An interesting fact about pedal triangles is that the pedal triangle of the pedal triangle of the pedal triangle of a point is similar to the original triangle. In the diagram below, that means that triangle ABC is similar to triangle A'B'C'.

To prove this, I will use many circles and corresponding arc so show that angle B'A'C' is congruent to angle BAC. A similar argument can then be used to show that angles A'B'C' and A'C'B' are congrent to angles ABC and ACB respectively.

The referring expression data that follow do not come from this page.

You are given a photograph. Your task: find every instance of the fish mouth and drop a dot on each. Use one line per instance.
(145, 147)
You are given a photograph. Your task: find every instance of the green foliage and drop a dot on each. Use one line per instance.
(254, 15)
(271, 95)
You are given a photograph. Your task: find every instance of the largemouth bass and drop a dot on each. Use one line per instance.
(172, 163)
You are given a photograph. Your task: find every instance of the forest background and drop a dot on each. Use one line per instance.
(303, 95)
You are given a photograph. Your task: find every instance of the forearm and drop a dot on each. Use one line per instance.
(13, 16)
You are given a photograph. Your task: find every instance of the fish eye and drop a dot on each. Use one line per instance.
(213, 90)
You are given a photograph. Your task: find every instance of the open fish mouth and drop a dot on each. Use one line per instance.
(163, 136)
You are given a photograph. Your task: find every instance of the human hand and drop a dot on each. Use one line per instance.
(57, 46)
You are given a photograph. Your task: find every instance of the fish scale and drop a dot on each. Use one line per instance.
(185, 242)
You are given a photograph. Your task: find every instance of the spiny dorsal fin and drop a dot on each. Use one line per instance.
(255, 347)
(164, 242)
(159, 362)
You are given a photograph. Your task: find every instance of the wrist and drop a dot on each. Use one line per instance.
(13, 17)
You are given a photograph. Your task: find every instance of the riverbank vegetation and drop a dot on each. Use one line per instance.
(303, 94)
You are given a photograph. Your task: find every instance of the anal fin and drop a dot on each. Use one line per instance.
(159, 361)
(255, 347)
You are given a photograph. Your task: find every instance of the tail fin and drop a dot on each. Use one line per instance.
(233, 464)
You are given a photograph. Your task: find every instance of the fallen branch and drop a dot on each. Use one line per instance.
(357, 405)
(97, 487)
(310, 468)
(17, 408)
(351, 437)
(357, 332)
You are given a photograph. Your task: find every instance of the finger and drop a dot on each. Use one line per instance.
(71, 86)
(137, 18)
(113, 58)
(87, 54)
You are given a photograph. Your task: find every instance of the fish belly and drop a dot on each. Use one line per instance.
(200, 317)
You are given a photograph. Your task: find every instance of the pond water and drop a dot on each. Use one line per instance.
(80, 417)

Construct the circle whose center is the midpoint of segment PT that passes through points P, T, A' and B'. Notice that angle PA'B' is congruent to angle PTB' since they subtend arc PB'. Next construct the circle whose center is the midpoint of segment PY that passes through points P, Y, T, and R. Angle PTR (which is the same as angle PTB') is congruent to angle PYR since they both subtend arc PR. Construct the circle whose center is the midpoint of segment AP that passes through the points A, Y, P, and Z. Notice that angle PYZ (which is the same as angle PYR) is congruent to angle PAZ since they subtend arc PZ. Using this chain of congruent angles, it is easy to see that angle PA'B' is congruent to angle PAZ.

Notice that this only provides us with part of the angles that we need to show are congruent. But it is a straight forward process to use the same argument with other circles to complete the proof.

Now construct the circle whose center is the midpoint of segment PS that passes through points P, A', C', and S. Angles PA'C' and PSC' subtent arc PC' so they are congruent. Construct the circle whose center is the midpoint of segment PZ that passes through points P, R, Z, and S. Angles PSR (which is the same as angle PSC') and PZR subtent arc PR so they are congrent. Finally, going back to the circle shown in the last image above, angles PZY (which is the same as angle PZR) and PAY subtent arc PY so they are also congruent. Thus we can conclude that angles PA'C' and PAY are congruent.

Finally, since angle PA'B' + angle PA'C' = angle B'A'C' and angle PAZ + angle PAY = angle BAC, we can conclude that angle B'A'C' is congruent to angle BAC! Without going through the other two arguments, hopefully this is enough to prove to you that the triangles ABC and A'B'C' are similar since their angles are congruent.

There are also many interesting facts about pedal triangles when special points are used for the pedal point P. For example, if the pedal point is the circumcenter, then the pedal triangle is the medial triangle. That is to say, the vertices of the pedal triangle are the midpoints of the sides. If the pedal point is the orthocenter, then the pedal triangle is the orthic triangle. Hence, the vertices of the pedal triangle are the points of intersection for the altitudes. If the point is the incenter, then the pedal triangle is the intouch triangle. Therefore, the vertices of the pedal triangle are the points of tangency of the incircle.

To go a step further, you could investigate the pedal triangle for other special points, including points on the sides of the triangle, the vertices, the centroid, or the center of the nine-point circle. There are tons of fun activities with these pedal triangles and I hope that this introduction has sparked your curiosity!